Overexpression of miR­145 in U87 cells reduces glioma cell malignant phenotype and promotes survival after in vivo implantation.

ABSTRACT

In the present study, we sought to elucidate the effect of miR­145 on glioma cell progression and its mechanisms of action. We examined the effects of miR­145 on proliferation and invasion of U87 glioma cells and on capillary tube formation. Our data show that restoration of miR­145 in U87 glioma cells significantly reduced their in vitro proliferation, invasion and angiogenesis.

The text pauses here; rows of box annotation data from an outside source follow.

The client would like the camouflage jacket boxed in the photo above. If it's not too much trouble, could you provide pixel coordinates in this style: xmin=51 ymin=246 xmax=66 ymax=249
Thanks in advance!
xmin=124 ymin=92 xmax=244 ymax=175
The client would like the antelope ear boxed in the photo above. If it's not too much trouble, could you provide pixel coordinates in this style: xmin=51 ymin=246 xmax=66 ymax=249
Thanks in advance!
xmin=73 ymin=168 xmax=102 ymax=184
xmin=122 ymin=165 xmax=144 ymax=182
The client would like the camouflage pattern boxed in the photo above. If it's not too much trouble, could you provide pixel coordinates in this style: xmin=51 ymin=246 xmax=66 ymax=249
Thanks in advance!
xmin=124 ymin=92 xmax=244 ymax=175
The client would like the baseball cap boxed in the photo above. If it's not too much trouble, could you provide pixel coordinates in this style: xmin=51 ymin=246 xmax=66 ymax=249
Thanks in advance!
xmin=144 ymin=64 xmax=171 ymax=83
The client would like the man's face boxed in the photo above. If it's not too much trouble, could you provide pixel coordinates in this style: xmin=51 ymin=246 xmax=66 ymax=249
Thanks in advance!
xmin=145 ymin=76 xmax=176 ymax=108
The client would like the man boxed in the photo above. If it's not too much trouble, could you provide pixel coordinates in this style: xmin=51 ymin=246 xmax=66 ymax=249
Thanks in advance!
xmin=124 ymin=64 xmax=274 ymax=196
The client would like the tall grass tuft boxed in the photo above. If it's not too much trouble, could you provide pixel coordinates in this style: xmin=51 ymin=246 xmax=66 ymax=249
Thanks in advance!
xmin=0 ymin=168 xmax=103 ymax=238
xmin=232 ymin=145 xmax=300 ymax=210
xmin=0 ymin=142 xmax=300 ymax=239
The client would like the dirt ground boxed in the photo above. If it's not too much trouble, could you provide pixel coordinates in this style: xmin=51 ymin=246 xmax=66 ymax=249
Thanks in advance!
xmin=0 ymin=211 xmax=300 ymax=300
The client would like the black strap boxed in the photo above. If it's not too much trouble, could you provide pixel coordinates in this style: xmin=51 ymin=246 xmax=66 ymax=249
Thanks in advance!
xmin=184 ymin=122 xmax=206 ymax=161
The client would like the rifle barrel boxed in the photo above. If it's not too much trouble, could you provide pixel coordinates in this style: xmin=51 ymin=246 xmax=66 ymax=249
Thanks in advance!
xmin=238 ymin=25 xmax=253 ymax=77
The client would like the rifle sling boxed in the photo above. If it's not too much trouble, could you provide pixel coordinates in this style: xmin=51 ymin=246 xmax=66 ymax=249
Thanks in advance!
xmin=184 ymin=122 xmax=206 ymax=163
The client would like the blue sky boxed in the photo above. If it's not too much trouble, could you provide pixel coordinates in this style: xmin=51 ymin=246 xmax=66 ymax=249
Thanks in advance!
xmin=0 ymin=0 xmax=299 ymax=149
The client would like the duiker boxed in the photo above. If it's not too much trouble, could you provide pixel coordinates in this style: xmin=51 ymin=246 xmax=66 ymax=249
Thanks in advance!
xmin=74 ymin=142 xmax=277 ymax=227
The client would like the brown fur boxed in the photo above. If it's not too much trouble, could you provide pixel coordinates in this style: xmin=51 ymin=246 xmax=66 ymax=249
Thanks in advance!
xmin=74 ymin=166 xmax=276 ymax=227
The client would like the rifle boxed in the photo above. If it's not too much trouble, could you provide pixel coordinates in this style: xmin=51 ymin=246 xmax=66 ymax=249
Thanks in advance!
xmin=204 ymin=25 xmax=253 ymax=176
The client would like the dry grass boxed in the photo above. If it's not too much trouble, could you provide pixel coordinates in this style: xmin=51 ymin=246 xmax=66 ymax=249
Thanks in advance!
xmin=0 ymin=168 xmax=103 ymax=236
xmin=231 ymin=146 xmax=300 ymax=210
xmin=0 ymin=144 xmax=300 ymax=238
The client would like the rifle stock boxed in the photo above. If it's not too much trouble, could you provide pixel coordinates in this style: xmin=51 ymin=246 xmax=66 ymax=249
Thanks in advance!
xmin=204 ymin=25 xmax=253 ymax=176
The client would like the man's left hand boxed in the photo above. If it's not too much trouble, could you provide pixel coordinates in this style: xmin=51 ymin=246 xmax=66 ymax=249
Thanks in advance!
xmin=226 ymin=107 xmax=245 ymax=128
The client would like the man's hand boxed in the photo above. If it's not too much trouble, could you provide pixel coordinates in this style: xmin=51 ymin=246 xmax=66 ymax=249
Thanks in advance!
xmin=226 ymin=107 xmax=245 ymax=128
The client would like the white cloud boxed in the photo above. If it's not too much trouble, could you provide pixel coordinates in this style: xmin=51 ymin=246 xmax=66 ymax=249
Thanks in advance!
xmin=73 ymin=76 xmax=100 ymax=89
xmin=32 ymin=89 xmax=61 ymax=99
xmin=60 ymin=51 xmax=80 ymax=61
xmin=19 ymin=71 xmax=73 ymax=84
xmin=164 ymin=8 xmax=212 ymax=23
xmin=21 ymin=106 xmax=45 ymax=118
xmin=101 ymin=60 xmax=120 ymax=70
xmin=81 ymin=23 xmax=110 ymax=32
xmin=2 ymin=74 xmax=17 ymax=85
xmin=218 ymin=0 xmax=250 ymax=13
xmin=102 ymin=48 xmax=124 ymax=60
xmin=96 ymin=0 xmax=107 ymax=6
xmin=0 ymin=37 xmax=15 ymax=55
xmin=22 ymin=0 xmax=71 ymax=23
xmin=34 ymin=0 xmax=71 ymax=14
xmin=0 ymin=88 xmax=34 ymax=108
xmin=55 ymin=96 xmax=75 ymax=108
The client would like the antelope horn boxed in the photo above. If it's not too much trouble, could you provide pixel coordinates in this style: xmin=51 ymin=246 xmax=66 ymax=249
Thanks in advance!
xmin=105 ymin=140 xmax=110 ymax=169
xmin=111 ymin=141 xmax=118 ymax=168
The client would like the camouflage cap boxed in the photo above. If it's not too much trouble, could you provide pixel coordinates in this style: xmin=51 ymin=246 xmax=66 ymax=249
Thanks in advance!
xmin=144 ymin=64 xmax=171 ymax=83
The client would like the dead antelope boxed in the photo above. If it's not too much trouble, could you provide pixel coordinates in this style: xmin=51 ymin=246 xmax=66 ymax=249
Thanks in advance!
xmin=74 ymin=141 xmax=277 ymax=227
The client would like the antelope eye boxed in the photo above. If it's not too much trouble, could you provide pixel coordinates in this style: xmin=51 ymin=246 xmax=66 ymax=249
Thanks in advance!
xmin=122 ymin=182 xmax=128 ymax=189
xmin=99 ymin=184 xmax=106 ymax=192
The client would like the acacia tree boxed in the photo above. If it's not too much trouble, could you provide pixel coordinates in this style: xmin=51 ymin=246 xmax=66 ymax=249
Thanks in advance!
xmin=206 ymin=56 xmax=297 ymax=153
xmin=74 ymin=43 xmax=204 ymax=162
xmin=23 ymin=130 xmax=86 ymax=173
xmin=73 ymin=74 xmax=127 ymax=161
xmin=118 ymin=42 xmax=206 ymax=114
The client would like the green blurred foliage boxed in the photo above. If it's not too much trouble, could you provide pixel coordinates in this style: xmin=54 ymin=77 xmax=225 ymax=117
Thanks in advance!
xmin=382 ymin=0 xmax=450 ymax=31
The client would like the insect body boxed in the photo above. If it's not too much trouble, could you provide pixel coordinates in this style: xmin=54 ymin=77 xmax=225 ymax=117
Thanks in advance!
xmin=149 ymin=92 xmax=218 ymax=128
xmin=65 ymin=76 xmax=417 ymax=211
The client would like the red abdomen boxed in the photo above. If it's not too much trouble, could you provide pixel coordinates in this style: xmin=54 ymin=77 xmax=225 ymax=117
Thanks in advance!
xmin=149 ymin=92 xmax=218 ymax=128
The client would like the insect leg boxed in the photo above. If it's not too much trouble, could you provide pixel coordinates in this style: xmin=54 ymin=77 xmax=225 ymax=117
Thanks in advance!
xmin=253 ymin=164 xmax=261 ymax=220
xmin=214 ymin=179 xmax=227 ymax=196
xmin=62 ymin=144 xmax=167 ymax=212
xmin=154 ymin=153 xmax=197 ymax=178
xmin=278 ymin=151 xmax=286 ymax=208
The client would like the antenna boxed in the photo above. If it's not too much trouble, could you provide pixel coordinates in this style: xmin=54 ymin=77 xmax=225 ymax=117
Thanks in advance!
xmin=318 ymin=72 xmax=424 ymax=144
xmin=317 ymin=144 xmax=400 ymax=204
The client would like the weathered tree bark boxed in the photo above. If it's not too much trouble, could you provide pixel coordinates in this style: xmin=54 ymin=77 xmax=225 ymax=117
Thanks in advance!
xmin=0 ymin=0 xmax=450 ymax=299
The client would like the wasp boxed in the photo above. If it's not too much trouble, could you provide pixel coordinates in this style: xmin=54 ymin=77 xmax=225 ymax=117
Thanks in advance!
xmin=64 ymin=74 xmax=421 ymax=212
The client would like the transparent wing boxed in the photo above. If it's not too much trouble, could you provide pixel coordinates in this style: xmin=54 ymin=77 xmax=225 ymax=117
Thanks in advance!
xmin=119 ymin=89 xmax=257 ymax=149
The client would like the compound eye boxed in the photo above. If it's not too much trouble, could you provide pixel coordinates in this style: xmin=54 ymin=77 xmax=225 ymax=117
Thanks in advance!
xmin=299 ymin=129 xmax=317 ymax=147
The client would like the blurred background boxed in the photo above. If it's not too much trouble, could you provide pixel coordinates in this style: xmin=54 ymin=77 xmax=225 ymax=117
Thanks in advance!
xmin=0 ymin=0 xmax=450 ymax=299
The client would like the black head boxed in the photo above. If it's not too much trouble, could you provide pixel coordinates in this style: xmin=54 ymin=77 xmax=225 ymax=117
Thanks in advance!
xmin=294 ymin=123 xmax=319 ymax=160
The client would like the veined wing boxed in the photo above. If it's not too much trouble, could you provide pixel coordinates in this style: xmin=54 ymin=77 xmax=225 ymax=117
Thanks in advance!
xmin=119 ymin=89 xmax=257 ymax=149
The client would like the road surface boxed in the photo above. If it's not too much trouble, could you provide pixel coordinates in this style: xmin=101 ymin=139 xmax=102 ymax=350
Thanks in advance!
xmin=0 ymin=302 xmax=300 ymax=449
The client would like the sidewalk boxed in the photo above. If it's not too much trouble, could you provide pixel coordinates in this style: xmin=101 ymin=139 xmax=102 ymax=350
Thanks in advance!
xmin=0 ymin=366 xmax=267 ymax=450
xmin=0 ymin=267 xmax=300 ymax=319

However, decreased miR­145 expression promoted U87 glioma cell proliferation, invasion and angiogenesis, and reduced-expression of miR­145 increased ADAM17 and EGFR expression in U87 cells. Overexpression of miR­145 reduced ADAM17 and EGFR expression. VEGF secretion and VEGF expression were decreased by increased miR­145 expression in U87 cells and were reversed by miR­145 downregulation in vitro. Nude mice with intracerebral implantation of U87 overexpressing miR­145 cells exhibited significantly reduced tumor growth and promoted survival compared with control groups. Taken together, these results suggest a role for miR­145 as a tumor suppressor which inhibits glioma cell proliferation, invasion and angiogenesis in vitro and reduces glioma growth in vivo.